As crazy as it sounds, I think that Monads were name as such because they have the remarkable ability of producing whole Algebras by themselves (a topic also beyond the scope of this blog post). Thus they are like God. Just by themselves, they produce whole mathematical entities. So, I think that Monad means “something that is by itself, not just by counting, but because it needs nothing else and there is nothing else like it and it acts like God”. But, feel free to doubt me.
Finally, I would like to give you a heads up. I just wrote that Monads can also be described via Monoids (and also Adjunctions). There is a widely used definition of Monads that was first given by Saunders Mac Lane. The definition is as follows: “A monad is a monoid in the category of endofunctors”. And it is widely quoted and used. As a matter of fact, Saunders Mac Lane’s exact phrase was: “All told, a monad in X is just a monoid in the category of endofunctors of X, with product x replaced by composition of endofunctors and unit set by the identity endofunctor”. It is not difficult to explain what all this means, but the explanation is beyond the scope of this article. Of course, Saunders Mac Lane wrote this phrase with the best of intentions. And when he wrote it, he previously explained why it holds true. The problem is that people use it by itself and without any explanation in order to answer the question: “What is a Monad?”.
Thus, when newcomers to Category Theory or functional programming ask “What is a Monad?”, all they get is the answer “A monad is a monoid in the category of endofunctors” and nothing else. Well, alone and by itself this answer means nothing and should not be accepted.
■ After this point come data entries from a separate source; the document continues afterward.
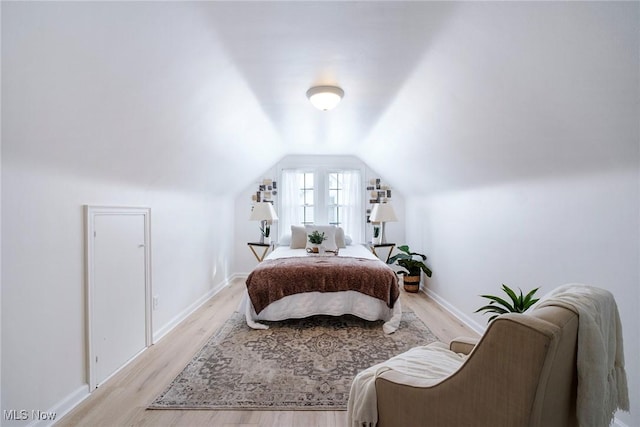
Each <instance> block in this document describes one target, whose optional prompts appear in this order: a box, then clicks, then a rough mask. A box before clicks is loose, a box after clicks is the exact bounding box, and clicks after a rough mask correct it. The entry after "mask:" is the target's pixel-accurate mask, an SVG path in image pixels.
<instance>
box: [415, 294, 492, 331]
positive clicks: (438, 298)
mask: <svg viewBox="0 0 640 427" xmlns="http://www.w3.org/2000/svg"><path fill="white" fill-rule="evenodd" d="M422 292H424V293H425V294H427V296H428V297H429V298H431V299H432V300H434V301H435V302H437V303H438V305H440V306H441V307H442V308H444V309H445V310H447V311H448V312H449V313H450V314H451V315H452V316H453V317H455V318H456V319H458V320H459V321H461V322H462V323H464V324H465V326H467V327H468V328H470V329H472V330H474V331H475V332H477V333H478V334H479V335H482V334H483V333H484V331H485V329H486V326H482V325H480V324H479V323H478V322H476V321H475V320H473V319H472V318H471V317H469V316H467V315H466V314H465V313H464V312H462V311H460V310H458V309H457V308H456V307H454V306H453V305H452V304H451V303H449V301H447V300H446V299H444V298H442V297H441V296H440V295H438V294H436V293H435V292H433V291H432V290H431V289H424V288H423V289H422Z"/></svg>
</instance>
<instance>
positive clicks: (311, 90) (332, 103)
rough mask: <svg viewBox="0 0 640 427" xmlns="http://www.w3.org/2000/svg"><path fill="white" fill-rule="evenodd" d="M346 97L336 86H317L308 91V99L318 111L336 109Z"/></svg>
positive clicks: (307, 92) (337, 87)
mask: <svg viewBox="0 0 640 427" xmlns="http://www.w3.org/2000/svg"><path fill="white" fill-rule="evenodd" d="M343 96H344V91H343V90H342V89H340V88H339V87H336V86H315V87H312V88H311V89H309V90H308V91H307V98H309V101H311V103H312V104H313V106H314V107H316V108H317V109H318V110H322V111H328V110H331V109H333V108H335V106H336V105H338V103H340V100H341V99H342V97H343Z"/></svg>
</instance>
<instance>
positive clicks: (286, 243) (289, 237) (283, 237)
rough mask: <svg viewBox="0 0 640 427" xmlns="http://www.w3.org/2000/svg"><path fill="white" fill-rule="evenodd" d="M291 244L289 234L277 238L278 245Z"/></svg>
mask: <svg viewBox="0 0 640 427" xmlns="http://www.w3.org/2000/svg"><path fill="white" fill-rule="evenodd" d="M289 245H291V234H285V235H284V236H282V237H281V238H280V240H278V246H289Z"/></svg>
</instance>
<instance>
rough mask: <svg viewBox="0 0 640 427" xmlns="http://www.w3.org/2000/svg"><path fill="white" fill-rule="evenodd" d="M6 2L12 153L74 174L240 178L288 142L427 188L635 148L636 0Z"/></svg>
mask: <svg viewBox="0 0 640 427" xmlns="http://www.w3.org/2000/svg"><path fill="white" fill-rule="evenodd" d="M2 15H3V16H2V18H3V97H4V98H7V97H8V99H11V100H13V101H15V104H16V105H11V106H9V108H8V109H7V108H5V105H3V115H7V118H8V119H9V123H11V122H13V121H14V120H15V121H17V122H18V123H20V122H22V121H24V120H25V116H28V117H29V118H30V119H31V120H34V123H38V124H39V125H38V126H31V127H29V126H24V127H23V128H20V129H19V131H15V132H13V134H15V135H19V139H21V143H20V144H15V145H9V146H8V147H7V146H5V149H6V150H8V153H9V154H10V155H11V154H13V155H16V156H18V157H22V158H24V159H28V160H29V161H32V162H33V161H37V162H41V163H46V164H47V165H48V166H52V167H58V168H62V169H65V170H67V171H73V173H78V174H83V175H86V174H92V175H94V176H98V177H103V178H109V179H121V180H125V181H127V182H140V183H142V184H144V185H148V184H149V183H158V182H160V183H169V184H170V185H176V186H181V185H184V186H187V187H191V188H195V189H202V190H204V191H214V192H217V191H227V190H231V191H239V190H240V189H242V188H244V186H246V185H248V184H249V183H250V182H252V181H253V180H254V179H256V178H257V177H259V176H260V173H261V172H262V171H264V170H266V169H267V168H268V167H269V166H271V165H272V164H273V163H275V162H276V161H277V160H278V159H280V158H281V157H282V156H284V155H287V154H307V153H308V154H355V155H357V156H359V157H360V158H362V159H363V160H364V161H366V162H367V163H368V164H369V165H370V166H371V167H373V168H374V169H376V170H377V171H378V172H379V173H381V174H382V175H383V176H385V177H386V179H388V180H389V181H390V182H391V184H392V185H393V186H395V187H397V188H400V189H401V190H403V191H404V192H405V193H408V192H410V193H414V194H422V193H426V192H429V191H438V190H444V189H449V188H459V187H466V186H471V185H486V184H492V183H499V182H502V181H506V180H515V179H529V178H536V177H540V176H548V175H557V174H565V173H584V172H592V171H594V170H598V169H601V168H611V167H620V166H621V165H625V164H630V165H631V164H634V163H635V160H634V159H637V150H638V133H639V131H638V126H637V115H638V98H639V96H638V93H639V92H640V91H639V89H638V78H637V75H638V63H639V60H638V46H639V41H638V38H639V37H638V34H637V22H638V4H637V3H635V2H633V3H574V2H569V3H565V2H563V3H553V2H542V3H535V2H533V3H532V2H528V3H512V2H497V3H484V2H402V1H397V2H325V1H320V2H179V3H172V2H157V3H148V2H131V3H110V2H106V3H91V2H87V3H75V2H70V3H56V2H53V3H46V2H45V3H37V4H33V3H15V4H9V5H8V4H7V3H4V4H3V14H2ZM321 84H335V85H338V86H340V87H342V88H343V89H344V91H345V97H344V100H343V102H342V103H341V104H340V105H339V106H338V107H337V108H336V109H335V110H333V111H330V112H320V111H318V110H315V109H314V108H313V107H312V106H311V105H310V103H309V102H308V101H307V99H306V97H305V92H306V91H307V89H308V88H309V87H311V86H314V85H321ZM3 121H4V122H5V123H7V120H6V119H5V118H4V117H3ZM9 126H10V127H11V125H9ZM43 141H46V143H43ZM247 154H251V155H250V156H248V155H247ZM110 156H114V157H113V158H115V156H118V158H119V159H120V160H119V161H118V162H117V164H114V162H105V157H107V158H109V157H110ZM141 162H144V163H145V167H144V168H142V170H141V168H140V167H139V165H140V163H141ZM634 166H636V165H635V164H634Z"/></svg>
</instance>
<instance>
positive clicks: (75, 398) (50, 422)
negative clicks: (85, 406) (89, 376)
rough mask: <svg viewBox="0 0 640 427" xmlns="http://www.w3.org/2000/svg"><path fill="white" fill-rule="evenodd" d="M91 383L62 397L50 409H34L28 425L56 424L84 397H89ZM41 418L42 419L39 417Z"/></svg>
mask: <svg viewBox="0 0 640 427" xmlns="http://www.w3.org/2000/svg"><path fill="white" fill-rule="evenodd" d="M89 395H90V393H89V385H88V384H85V385H83V386H80V387H79V388H78V389H76V391H74V392H73V393H71V394H70V395H68V396H67V397H66V398H64V399H62V400H61V401H60V402H58V403H57V404H56V405H54V406H53V408H51V409H49V410H48V411H46V412H45V411H32V412H30V413H29V416H30V417H31V419H32V421H31V423H30V424H29V425H28V427H48V426H52V425H54V424H55V423H56V422H57V421H59V420H60V419H62V417H64V416H65V415H66V414H68V413H69V412H71V410H72V409H73V408H75V407H76V406H78V405H79V404H80V403H81V402H82V401H83V400H84V399H86V398H87V397H89ZM38 418H40V419H38Z"/></svg>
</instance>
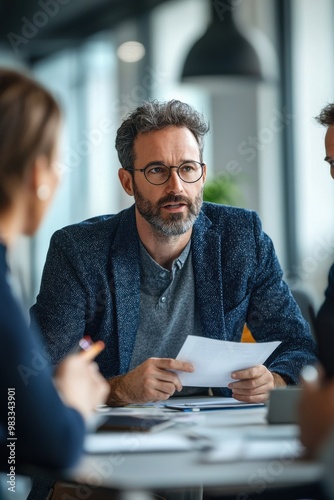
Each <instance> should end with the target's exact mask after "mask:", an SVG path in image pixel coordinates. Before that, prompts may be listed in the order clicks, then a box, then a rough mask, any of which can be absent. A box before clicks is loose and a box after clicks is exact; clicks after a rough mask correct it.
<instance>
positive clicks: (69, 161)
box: [54, 66, 166, 175]
mask: <svg viewBox="0 0 334 500" xmlns="http://www.w3.org/2000/svg"><path fill="white" fill-rule="evenodd" d="M145 71H146V73H145V75H144V77H143V79H142V81H141V84H140V85H135V86H134V87H133V88H132V90H131V92H130V93H128V94H121V95H120V97H119V98H116V99H114V100H113V101H112V102H111V105H110V107H109V115H108V116H105V117H102V118H101V119H100V120H99V122H98V124H97V126H96V127H94V128H91V129H89V130H87V129H85V130H83V131H82V132H81V135H82V139H81V140H80V141H78V142H77V144H76V145H75V147H68V148H66V151H65V155H64V159H63V160H62V161H55V162H54V167H55V169H56V170H57V171H58V172H59V174H60V175H63V174H64V173H68V172H71V171H72V170H73V169H74V168H76V167H78V166H79V165H80V163H81V162H82V160H83V159H85V158H87V157H88V156H89V155H90V154H91V153H92V152H93V149H94V148H96V147H99V146H100V145H101V144H102V143H103V140H104V138H105V137H106V136H108V137H111V136H112V140H113V141H114V136H115V135H116V130H117V128H118V121H119V117H123V116H125V115H127V114H128V113H130V112H131V111H132V110H133V109H134V108H135V107H136V106H138V102H139V101H143V100H144V99H145V98H146V95H147V91H152V90H154V89H155V88H157V87H158V86H159V85H161V83H162V82H163V80H164V78H165V76H166V73H165V72H164V71H162V70H160V68H152V67H151V66H146V68H145ZM116 123H117V125H116Z"/></svg>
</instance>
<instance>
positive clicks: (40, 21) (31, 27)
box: [7, 0, 71, 54]
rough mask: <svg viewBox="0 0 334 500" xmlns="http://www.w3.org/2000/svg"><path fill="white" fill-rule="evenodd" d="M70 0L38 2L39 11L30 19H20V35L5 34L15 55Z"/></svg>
mask: <svg viewBox="0 0 334 500" xmlns="http://www.w3.org/2000/svg"><path fill="white" fill-rule="evenodd" d="M70 1H71V0H38V2H37V3H38V6H39V7H41V10H37V11H36V12H35V13H34V14H33V15H32V17H31V18H30V19H28V18H27V17H25V16H23V17H21V21H22V23H23V24H22V27H21V33H19V34H18V33H13V32H12V31H10V32H9V33H7V38H8V40H9V43H10V44H11V46H12V49H13V50H14V52H15V54H19V52H20V48H21V46H22V45H24V46H26V45H27V43H29V41H30V40H32V39H33V38H34V37H35V36H36V35H37V33H38V32H39V30H40V29H42V28H44V27H45V26H46V25H47V24H48V22H49V20H50V18H53V17H55V16H56V15H57V14H58V12H59V10H60V7H61V6H63V5H66V4H68V3H69V2H70Z"/></svg>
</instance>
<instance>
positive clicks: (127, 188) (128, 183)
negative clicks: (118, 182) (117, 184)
mask: <svg viewBox="0 0 334 500" xmlns="http://www.w3.org/2000/svg"><path fill="white" fill-rule="evenodd" d="M118 178H119V180H120V181H121V184H122V188H123V189H124V191H125V192H126V193H127V194H128V195H129V196H133V194H134V193H133V178H132V174H131V172H129V171H128V170H125V168H120V169H119V171H118Z"/></svg>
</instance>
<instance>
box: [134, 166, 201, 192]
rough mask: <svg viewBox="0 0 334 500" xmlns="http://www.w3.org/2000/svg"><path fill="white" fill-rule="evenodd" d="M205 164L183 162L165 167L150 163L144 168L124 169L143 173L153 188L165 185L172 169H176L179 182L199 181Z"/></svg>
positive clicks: (145, 178) (176, 171)
mask: <svg viewBox="0 0 334 500" xmlns="http://www.w3.org/2000/svg"><path fill="white" fill-rule="evenodd" d="M204 165H205V163H200V162H199V161H192V160H190V161H184V162H182V163H181V165H179V166H178V167H176V166H174V165H171V166H169V167H167V165H164V164H163V163H150V164H149V165H147V166H146V167H144V168H126V169H125V170H131V171H133V172H144V175H145V179H146V180H147V181H148V182H149V183H150V184H154V185H155V186H159V185H161V184H165V182H167V181H168V179H169V178H170V176H171V175H172V168H176V172H177V175H178V176H179V177H180V179H181V181H183V182H188V183H190V184H191V183H193V182H197V181H199V180H200V178H201V177H202V175H203V167H204Z"/></svg>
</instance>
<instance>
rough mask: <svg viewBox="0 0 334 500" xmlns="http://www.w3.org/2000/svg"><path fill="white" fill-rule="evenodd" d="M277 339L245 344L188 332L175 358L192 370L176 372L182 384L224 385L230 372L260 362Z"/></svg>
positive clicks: (235, 370) (243, 367) (202, 385)
mask: <svg viewBox="0 0 334 500" xmlns="http://www.w3.org/2000/svg"><path fill="white" fill-rule="evenodd" d="M280 343H281V342H279V341H278V342H262V343H245V342H229V341H227V340H216V339H207V338H205V337H197V336H195V335H188V337H187V338H186V341H185V343H184V344H183V346H182V347H181V350H180V352H179V354H178V355H177V357H176V359H178V360H180V361H188V362H190V363H192V364H193V366H194V368H195V371H194V372H193V373H186V372H180V371H177V372H176V373H177V375H178V377H179V379H180V380H181V383H182V385H184V386H189V387H226V386H227V385H228V384H229V383H230V382H235V380H234V379H232V378H231V373H232V372H235V371H237V370H243V369H245V368H251V367H252V366H256V365H262V364H263V363H264V362H265V360H266V359H267V358H268V357H269V356H270V354H271V353H272V352H273V351H274V350H275V349H276V348H277V347H278V346H279V345H280Z"/></svg>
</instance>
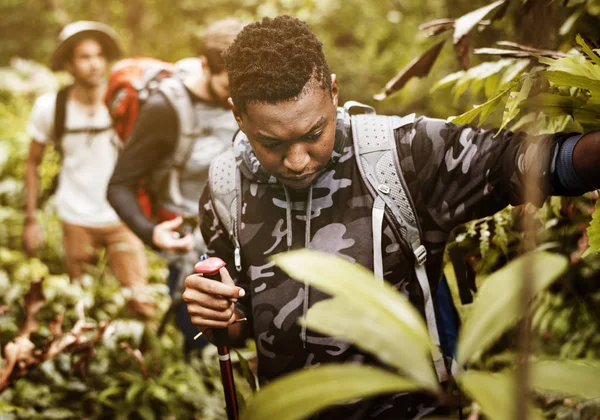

In all honesty, this has not happen to me, but I have heard that it happened to other newcomers in these fields. I would like to expose this ugly phenomenon and state that such answer is unacceptable. If someone answers to you that “A monad is a monoid in the category of endofunctors”, this is like mocking you; this is like telling you to “buzz off”. If someone wants to answer “the question what is a Monad?”, at a minimum she should say that “A Monad is an entity from Category Theory with great significance in Category Theory and in functional programming, where it allows the composition of impure functions, meaning functions that contain side effects”.